For comparison, Frozen 2 debuted on home media, including digital download and Blu-ray, on Feb. 25 and became available on Disney+ less than one month later on March 15. However, that was a special circumstance in which the company appeared to literally be providing a gift to anxious families in self-isolation. The purchase window for Onward is now even tighter than that, and it’s worth noting for comparison that Frozen 2 also had already made $1.5 billion at the box office, a number that Onward will never approach.

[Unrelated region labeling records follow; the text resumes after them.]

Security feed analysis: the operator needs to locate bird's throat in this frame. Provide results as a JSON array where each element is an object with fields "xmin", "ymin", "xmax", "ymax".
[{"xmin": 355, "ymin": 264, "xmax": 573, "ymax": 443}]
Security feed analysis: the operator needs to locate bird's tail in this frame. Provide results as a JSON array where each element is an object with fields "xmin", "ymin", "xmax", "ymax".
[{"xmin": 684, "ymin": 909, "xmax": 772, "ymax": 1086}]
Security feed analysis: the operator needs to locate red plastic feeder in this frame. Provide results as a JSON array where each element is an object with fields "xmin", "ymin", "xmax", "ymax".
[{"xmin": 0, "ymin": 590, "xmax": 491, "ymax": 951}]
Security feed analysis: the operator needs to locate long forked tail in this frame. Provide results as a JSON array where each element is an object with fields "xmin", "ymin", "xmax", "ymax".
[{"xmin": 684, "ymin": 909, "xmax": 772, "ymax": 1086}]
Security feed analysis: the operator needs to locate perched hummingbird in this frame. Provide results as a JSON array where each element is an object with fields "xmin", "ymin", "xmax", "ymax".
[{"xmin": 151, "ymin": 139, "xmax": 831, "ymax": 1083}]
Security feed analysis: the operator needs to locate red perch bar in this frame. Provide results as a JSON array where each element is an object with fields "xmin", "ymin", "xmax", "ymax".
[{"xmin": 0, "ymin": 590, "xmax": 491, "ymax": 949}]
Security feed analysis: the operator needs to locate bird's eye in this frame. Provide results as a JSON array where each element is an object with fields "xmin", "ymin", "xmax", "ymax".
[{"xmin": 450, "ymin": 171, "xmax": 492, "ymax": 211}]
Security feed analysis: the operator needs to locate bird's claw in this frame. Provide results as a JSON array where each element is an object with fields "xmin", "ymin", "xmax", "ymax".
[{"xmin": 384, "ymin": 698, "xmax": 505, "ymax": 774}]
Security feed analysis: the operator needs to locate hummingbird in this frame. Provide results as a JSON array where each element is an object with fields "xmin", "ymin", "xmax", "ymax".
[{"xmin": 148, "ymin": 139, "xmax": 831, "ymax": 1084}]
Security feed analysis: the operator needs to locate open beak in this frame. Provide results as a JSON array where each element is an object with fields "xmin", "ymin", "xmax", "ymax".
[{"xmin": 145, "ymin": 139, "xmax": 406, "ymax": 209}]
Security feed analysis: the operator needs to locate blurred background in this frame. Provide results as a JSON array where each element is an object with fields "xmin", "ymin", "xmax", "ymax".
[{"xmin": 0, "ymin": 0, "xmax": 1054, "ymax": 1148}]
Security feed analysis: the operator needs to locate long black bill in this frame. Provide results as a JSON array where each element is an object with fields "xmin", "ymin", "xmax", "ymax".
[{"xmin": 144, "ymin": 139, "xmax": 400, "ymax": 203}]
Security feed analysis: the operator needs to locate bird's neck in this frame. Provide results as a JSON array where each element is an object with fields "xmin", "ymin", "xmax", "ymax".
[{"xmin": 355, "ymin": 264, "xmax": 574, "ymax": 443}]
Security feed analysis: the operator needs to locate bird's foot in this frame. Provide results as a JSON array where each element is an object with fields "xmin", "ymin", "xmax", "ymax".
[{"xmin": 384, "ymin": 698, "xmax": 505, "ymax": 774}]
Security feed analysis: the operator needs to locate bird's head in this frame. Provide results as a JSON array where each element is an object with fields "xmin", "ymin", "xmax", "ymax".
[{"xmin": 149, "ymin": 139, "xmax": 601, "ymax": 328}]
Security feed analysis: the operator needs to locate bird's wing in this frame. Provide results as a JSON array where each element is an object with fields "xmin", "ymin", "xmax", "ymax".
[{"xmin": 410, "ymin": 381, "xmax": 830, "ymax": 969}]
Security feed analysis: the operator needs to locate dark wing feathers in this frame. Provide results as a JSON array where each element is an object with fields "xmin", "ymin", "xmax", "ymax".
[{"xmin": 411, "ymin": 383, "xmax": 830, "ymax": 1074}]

However, the point of a streaming service model is to have a constant flow of new content that excites viewers and keeps subscriptions steadily renewed month to month. It’s the business model Netflix used to become one of the biggest television and film content creators on the planet, and it’s one Disney intends to emulate with Disney+. So in the same way Netflix keeps subscribers engaged with movies they’re not profiting off of from theaters month-to-month, Disney could use Onward, which already debuted at a slightly disappointing box office bow before the coronavirus outbreak, as an experiment in going straight to Disney+ while skipping the VOD step.
Unlike Universal and WB, Disney already has its own streaming service apparatus in place, and it would generate great publicity (and good will from isolated and bored families) to put the new Pixar movie on Disney+ as soon as possible. With the early releases of Frozen 2 and Onward, this is another step toward making Disney+ as self-sufficient a content library as Netflix.